Art. 4.In de ondernemingen die minder dan 20 werknemers tewerkstellen, wordt de wekelijkse arbeidsduur vanaf 30 juni 2002 op 38 uren gebracht. § 1. De werkgever past naar eigen keuze de arbeidsduurvermindering toe door toekenning van compensatiedagen of door een vermindering van de wekelijkse arbeidsduur. § 2. Wanneer de werkgever opteert voor de compensatiedagen, deze genomen in onderling akkoord volgens modaliteiten van toepassing in het bedrijf wat betreft het extra legaal verlof. De arbeidsduurvermindering van één uur stemt overeen met zes compensatiedagen op jaarbasis. De ondernemingen die voor dit stelsel kiezen, moeten in het jaar 2002 drie compensatiedagen en vanaf 2003 zes compensatiedagen toekennen. § 3. Wanneer de werkgever opteert voor een vermindering van de wekelijkse arbeidsduur, wordt deze toegekend op één dag van de week, bij het begin of het einde van de arbeidsprestaties. § 4. De weekgrens voor het overloon in geval van prestaties van overuren wordt vastgesteld op 39 uren. § 5. Voor de deeltijdse bedienden wordt deze arbeidsduurverkorting doorgevoerd volgens hun individuele keuze, rekening houdende met de normale arbeidsorganisatie in de onderneming, door een proportionele verhoging van het loon met 2,63 pct. bij gelijkblijvende arbeidsduur of door een proportionele verlaging van de arbeidsduur met het behoud van het loon. HOOFDSTUK III. - Arbeidsregime
Art. 5.Het arbeidsregime dient zowel voor de deeltijdse als voor de voltijdse werknemers als volgt georganiseerd te worden : - ofwel gespreid over maximum 5 werkdagen per week; - ofwel in het raam van een 6-dagenweek met toekenning van twee halve werkdagen rust binnen deze 6 dagen.
Art. 6.De kleinhandelsondernemingen die 20 werknemers of meer tewerkstellen uit de niet-voeding sector (Nacecode 52121, 52122, 52320 tot en met 52740) lichten het bevoegde regionaal overlegorgaan in over het gekozen arbeidsregime.
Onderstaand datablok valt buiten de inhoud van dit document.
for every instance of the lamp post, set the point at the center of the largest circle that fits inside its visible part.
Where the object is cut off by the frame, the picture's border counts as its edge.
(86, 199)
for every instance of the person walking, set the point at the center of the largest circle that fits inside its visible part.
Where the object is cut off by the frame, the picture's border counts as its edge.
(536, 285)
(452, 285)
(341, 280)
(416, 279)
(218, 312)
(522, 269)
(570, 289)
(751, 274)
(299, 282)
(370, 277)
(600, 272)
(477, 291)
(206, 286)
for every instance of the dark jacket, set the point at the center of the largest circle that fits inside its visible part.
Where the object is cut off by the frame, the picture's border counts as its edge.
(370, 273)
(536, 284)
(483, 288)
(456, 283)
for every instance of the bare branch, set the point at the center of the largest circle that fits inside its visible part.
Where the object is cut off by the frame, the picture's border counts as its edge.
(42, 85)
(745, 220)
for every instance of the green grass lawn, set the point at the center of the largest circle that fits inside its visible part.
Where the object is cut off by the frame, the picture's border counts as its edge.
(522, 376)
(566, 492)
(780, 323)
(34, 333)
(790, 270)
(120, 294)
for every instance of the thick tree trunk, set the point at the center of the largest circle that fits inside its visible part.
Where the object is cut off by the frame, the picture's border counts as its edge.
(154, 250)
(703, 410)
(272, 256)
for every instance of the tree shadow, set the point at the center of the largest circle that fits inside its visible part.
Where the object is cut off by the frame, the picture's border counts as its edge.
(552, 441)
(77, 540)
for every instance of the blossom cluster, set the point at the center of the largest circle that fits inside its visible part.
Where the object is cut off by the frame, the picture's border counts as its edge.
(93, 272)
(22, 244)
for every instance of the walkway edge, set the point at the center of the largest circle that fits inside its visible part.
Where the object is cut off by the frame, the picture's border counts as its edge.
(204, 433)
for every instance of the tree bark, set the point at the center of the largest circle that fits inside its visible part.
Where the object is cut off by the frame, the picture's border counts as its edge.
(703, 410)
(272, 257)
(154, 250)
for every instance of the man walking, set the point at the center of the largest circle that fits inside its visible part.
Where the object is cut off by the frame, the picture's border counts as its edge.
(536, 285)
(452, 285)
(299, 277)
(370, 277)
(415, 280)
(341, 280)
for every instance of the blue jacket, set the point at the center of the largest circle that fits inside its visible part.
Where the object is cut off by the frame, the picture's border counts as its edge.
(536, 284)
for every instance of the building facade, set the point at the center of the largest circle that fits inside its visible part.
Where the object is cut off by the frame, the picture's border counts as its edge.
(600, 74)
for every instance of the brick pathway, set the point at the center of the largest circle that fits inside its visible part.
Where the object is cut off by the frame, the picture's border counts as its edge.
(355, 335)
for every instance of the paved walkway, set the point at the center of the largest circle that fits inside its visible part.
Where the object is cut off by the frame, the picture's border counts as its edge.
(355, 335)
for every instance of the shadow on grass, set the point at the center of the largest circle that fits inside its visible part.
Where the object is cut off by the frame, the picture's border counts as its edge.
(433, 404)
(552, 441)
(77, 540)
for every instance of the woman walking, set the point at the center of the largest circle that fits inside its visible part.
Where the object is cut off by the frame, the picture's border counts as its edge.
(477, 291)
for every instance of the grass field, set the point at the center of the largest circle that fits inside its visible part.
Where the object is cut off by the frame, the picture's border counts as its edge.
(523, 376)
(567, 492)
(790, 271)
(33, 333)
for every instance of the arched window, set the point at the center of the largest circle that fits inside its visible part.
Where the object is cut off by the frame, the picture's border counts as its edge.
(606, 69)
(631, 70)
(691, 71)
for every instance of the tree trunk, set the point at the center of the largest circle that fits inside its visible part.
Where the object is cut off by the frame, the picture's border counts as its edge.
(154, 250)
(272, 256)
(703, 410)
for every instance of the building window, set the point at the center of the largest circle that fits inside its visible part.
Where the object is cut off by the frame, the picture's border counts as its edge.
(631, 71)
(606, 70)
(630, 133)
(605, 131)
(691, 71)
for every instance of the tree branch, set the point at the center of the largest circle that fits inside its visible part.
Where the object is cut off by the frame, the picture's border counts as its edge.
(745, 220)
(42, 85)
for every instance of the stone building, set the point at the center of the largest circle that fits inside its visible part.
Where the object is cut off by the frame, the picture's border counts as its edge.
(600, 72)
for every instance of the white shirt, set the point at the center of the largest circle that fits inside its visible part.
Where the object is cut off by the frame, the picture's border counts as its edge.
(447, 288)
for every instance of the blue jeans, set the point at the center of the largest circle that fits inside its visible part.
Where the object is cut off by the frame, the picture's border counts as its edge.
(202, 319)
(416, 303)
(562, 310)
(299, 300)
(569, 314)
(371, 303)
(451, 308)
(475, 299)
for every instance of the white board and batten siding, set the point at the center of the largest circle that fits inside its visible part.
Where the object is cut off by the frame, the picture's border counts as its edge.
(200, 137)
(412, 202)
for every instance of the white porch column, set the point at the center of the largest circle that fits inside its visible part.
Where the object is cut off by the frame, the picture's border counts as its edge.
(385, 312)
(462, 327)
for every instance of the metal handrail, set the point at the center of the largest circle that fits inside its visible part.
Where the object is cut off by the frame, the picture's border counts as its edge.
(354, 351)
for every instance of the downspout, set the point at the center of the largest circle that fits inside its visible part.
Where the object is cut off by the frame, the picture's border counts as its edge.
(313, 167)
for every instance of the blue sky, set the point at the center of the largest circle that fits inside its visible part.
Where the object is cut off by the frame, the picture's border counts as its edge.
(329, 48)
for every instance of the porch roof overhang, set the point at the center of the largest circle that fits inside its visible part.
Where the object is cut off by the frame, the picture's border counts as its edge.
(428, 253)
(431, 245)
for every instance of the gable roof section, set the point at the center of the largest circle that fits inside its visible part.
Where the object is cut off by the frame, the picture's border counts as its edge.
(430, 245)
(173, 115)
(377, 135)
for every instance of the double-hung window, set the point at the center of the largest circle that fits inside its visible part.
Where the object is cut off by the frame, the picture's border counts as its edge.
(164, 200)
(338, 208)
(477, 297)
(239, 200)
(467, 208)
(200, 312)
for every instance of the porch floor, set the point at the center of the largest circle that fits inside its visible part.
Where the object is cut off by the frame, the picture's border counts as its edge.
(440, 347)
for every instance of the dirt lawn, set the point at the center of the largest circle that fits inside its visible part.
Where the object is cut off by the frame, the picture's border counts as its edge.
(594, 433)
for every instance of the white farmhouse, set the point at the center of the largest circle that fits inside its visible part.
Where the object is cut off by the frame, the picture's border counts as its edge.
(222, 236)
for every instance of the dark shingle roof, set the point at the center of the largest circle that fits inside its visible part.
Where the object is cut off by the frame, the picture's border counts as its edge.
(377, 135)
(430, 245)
Om uit te maken of een werkgever 20 of meer werknemers heeft tewerkgesteld, moet men het totaal van de tewerkgestelde werknemers tellen op 30 juni van het voorgaande jaar waarvoor bij de Rijksdienst voor Sociale Zekerheid een aangifte werd ingediend. HOOFDSTUK IV. - Slotbepalingen
Art. 7.Deze collectieve arbeidsovereenkomst heeft uitwerking met ingang van 1 januari 2001.
Zij is gesloten voor onbepaalde tijd en kan worden opgezegd met een opzeg van drie maanden, betekend bij een ter post aangetekende brief, gericht aan de voorzitter van het Paritair Comité voor de zelfstandige kleinhandel.
Gezien om te worden gevoegd bij het koninklijk besluit van 19 juni 2003.